Parce que l’esthétique contemporaine, dans une dimension de développement durable, est toujours plus en résonnance avec la nature et sensible à la redécouverte de matériaux naturels, ces créations uniques en peaux animales et végétales nous parlent par l’émotion. Le détail du geste sur la matière, le dialogue subtil avec le milieu naturel et d’un savoir raffiné qu’elles mettent en jeu, surprennent et fascinent.

Les formes, les textures et les matières questionnent notre rapport à l’objet et à la matérialité, relativisant nos catégories et frontières et ouvrant le regard à un savoir lointain.
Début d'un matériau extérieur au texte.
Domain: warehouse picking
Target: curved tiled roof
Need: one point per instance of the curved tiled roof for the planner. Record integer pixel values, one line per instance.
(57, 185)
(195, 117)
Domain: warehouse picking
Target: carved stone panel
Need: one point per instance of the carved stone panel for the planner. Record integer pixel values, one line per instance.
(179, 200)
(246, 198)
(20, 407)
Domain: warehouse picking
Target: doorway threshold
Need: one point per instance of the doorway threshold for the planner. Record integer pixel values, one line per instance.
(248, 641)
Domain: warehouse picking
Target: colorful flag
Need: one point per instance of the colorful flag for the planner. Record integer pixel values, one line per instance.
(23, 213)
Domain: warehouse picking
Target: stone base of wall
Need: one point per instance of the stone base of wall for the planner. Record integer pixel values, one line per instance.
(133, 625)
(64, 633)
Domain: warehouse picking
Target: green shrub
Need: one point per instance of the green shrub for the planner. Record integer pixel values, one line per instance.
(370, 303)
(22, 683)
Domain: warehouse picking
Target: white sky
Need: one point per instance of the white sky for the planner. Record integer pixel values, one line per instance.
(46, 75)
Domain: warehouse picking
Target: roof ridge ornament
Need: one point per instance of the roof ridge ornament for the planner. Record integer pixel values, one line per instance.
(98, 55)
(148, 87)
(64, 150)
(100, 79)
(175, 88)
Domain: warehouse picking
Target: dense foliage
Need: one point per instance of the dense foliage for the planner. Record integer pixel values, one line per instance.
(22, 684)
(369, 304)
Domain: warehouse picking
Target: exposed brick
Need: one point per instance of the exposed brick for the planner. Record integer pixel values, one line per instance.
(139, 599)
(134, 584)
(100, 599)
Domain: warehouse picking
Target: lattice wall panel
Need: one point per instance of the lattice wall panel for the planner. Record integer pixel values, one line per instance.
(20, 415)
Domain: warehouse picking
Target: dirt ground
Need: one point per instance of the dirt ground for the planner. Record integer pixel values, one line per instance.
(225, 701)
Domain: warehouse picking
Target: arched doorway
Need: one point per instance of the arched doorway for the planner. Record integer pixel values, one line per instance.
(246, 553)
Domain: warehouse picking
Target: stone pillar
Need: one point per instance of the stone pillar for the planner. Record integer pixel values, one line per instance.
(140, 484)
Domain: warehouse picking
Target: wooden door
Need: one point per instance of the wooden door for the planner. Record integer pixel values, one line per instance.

Une restauration « au millimètre »

Les matériaux organiques que sont les peaux de poissons et les écorces formées, structurellement très fragiles, présentent des contraintes de conservation très spécifiques. Les altérations subies au cours du temps par les vêtements en peaux de poissons et les oeuvres en écorce, entravaient leur lisibilité et rendaient périlleuse toute manipulation. Le projet de conservation-restauration réalisé à l’occasion de l’exposition ESTHÉTIQUES DE L’AMOUR, Sibérie extrême-orientale, a été piloté par Daria Cevoli, commissaire de l’exposition et responsable des collections, sur la base d’un protocole scientifique élaboré sur la base de nouvelles connaissances ethnographiques sur les matériaux utilisés pour la confection des oeuvres et surtout la signification culturelle de chaque détail.

Ce savoir a permis de mener des interventions ciblées et cohérentes dans le but de sauvegarder cette collection rare et spectaculaire. Grâce à la mise en oeuvre de techniques novatrices, ces oeuvres ont retrouvé leur splendeur. L’élaboration d’un protocole de mesures de conservation préventive permettra d’assurer la conservation de ces oeuvres uniques sur le long terme, en présentation et en réserve.